Data analysis is a key component of what we do in SBIDER. It involves extracting from any available data the information that we need in order to better understand the drivers of diseases. This in turn allows us to make forward prediction under various scenarios, and therefore to provide an evidence base for disease control interventions.
Most of the data analysis we do is based on explicit models of how the diseases evolve and spread over the course of time. We use either deterministic or stochastic models, depending on what is most appropriate for the problem at hand. Models can never capture the full complexity of what goes on in nature, nor should there be over-simplistic, so that model design is often a balancing act between these two extremes.

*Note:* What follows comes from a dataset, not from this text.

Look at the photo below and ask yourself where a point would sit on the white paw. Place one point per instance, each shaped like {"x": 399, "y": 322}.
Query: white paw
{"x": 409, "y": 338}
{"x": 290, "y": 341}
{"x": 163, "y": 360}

Bayesian Parameter Inference
Our models typically include a number of parameters that are initially unknown (or partially unknown) but which can be learnt once the model is fitted to the data. This parameter inference step often requires the use Bayesian methodology in order to combine the different sources of information about the parameter value, including any previous information from previous studies. This Bayesian model fitting is often impossible to do analytically and requires the use of Monte-Carlo techniques, in particular Markov Chain Monte-Carlo, Sequential Monte-Carlo, data augmentation and combinations of these methods.
Genomics is a particularly new source of data that has emerged over the past few years, and genomic epidemiology is progressively becoming a complementary approach to traditional epidemiology. Extracting information from the very large datasets produced by the genomic approach remains an important challenge, but one that we are working towards.